The fast day of Asara B’Tevet falling out on a Friday raised some questions about how to navigate Shabbat and a fast day. Similar to Friday Purim and other calendar clashes, there was some necessary readjusting of our usual order of events. Shul announcements and halakhic authorities on social media shared tips on how to navigate the situation.

As usual, mikveh was a glaring omission in those conversations.

On Friday night, dozens of women in every community rush to light candles and get out the door to get to their local mikveh during the one hour it is open on Friday evening. Add a fast day to the mix, and it’s a perfect storm of religious obligations. Why was this not mentioned amid all the discourse about prayer times and whether to repeat Shema?
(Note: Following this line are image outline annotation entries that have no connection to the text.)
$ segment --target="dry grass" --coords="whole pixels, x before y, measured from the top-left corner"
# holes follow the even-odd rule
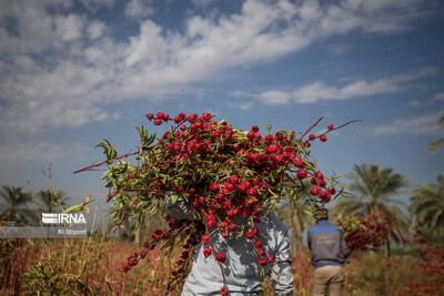
[[[171,279],[169,258],[159,249],[149,252],[130,273],[120,272],[127,256],[138,248],[101,235],[1,243],[0,295],[165,295]],[[312,294],[310,258],[306,249],[293,256],[294,295]],[[379,253],[355,253],[345,269],[344,295],[396,295],[406,283],[426,276],[418,274],[420,262],[411,255],[386,261]],[[272,295],[270,280],[263,289],[263,295]],[[169,295],[180,295],[180,290],[173,287]]]

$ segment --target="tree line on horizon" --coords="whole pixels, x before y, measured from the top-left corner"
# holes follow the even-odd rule
[[[345,185],[351,195],[340,198],[330,208],[332,218],[341,214],[362,217],[375,214],[383,207],[385,214],[395,217],[389,232],[386,252],[391,242],[403,244],[412,233],[434,242],[444,238],[444,174],[437,177],[436,184],[420,183],[411,192],[406,191],[410,182],[405,176],[394,173],[391,167],[380,169],[376,164],[356,164],[346,177],[352,181]],[[410,205],[396,198],[401,194],[410,195]],[[40,218],[29,204],[34,203],[40,212],[51,213],[61,212],[70,200],[63,191],[39,191],[33,196],[30,192],[23,192],[22,187],[4,185],[0,190],[0,220],[24,224],[34,224]],[[303,200],[299,201],[296,208],[297,212],[293,213],[290,205],[283,205],[275,212],[292,227],[293,245],[299,248],[302,246],[302,234],[313,224],[313,218],[309,214],[310,206]],[[153,220],[150,222],[153,226]],[[125,226],[130,232],[138,232],[132,225]],[[134,236],[138,236],[137,233],[123,234],[127,239],[134,239]]]
[[[438,121],[444,129],[444,116]],[[434,153],[444,145],[441,139],[428,146],[428,153]],[[391,167],[379,167],[376,164],[355,164],[353,172],[346,174],[351,181],[344,187],[351,193],[350,196],[340,198],[330,210],[331,217],[340,215],[353,215],[357,218],[363,215],[373,215],[384,208],[385,214],[394,217],[391,223],[387,239],[385,241],[385,253],[389,256],[391,243],[402,245],[412,234],[438,243],[444,242],[444,174],[437,176],[436,184],[420,183],[413,191],[406,191],[411,186],[408,180],[401,174],[394,173]],[[410,195],[410,205],[406,205],[398,195]],[[23,192],[22,187],[6,186],[0,190],[0,221],[10,221],[24,224],[36,224],[40,212],[61,212],[68,205],[70,197],[63,191],[52,187],[37,192]],[[29,204],[33,203],[36,210]],[[292,228],[292,245],[297,251],[302,247],[303,233],[313,224],[309,214],[310,206],[300,198],[296,212],[292,206],[281,205],[275,208],[278,216]],[[120,238],[135,241],[140,244],[143,233],[150,233],[153,227],[160,226],[160,216],[147,217],[141,227],[135,228],[135,223],[128,221],[124,229],[120,231]]]

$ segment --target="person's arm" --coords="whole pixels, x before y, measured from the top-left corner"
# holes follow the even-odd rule
[[[283,235],[270,268],[270,279],[275,296],[292,296],[294,290],[291,243],[289,232]]]
[[[350,248],[344,239],[344,234],[341,232],[341,254],[344,256],[344,258],[349,257],[350,255]]]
Ashkenazi women follow the practice to wait until nightfall to immerse. That means that their only option was to head to the mikveh during the fast, immerse at nightfall and only arrive home well after the fast was over. For Sefardi women the situation was a bit less complicated. They can immerse as early as sunset – since they were able to immerse slightly earlier, they had the possibility of being home in time to break the fast at nightfall.

Why were there no PSAs suggesting how to manage this situation?

I can imagine a few possible announcements that would have brought awareness of this issue and made it easier for all involved. Just a simple statement that women may want to reach out to their local halakhic authority to discuss options would open the topic for those hesitant to ask. I would be as bold to say that halakhic authorities could have recommended that Ashkenazi women adopt the Sefardi practice this weekend and immerse at sunset so they could at least get home in time to break their fast. Maybe we could even go as far as offering the option of ending the fast early for those who would find the evening trek to and from the mikveh too taxing.

The silence on this issue is deafening. If men regularly went to the mikveh, you can be sure that community bulletins and local halakhic authorities would have included this element in their general statements about this year’s Asara B’Tevet observance. Once again, women’s experiences remained invisible.

Furthermore, mikveh is something we should speak about with pride. These are normal and laudable aspects of religious observance. mikveh is not something we should be embarrassed about or sideline. It is part of our value system and should be a present in the public discourse.

This is only one example of the greater issue of visibility of women in the public sphere and in the halakhic discourse. Every communal leader and halakhic authority must consider a broader range of experiences when issuing halakhic guidance.

mikveh is not a niche issue. At least half of our population will observe this commandment at some point in their lives. It must be a part of the communal discourse, equivalent to every other form of ritual observance.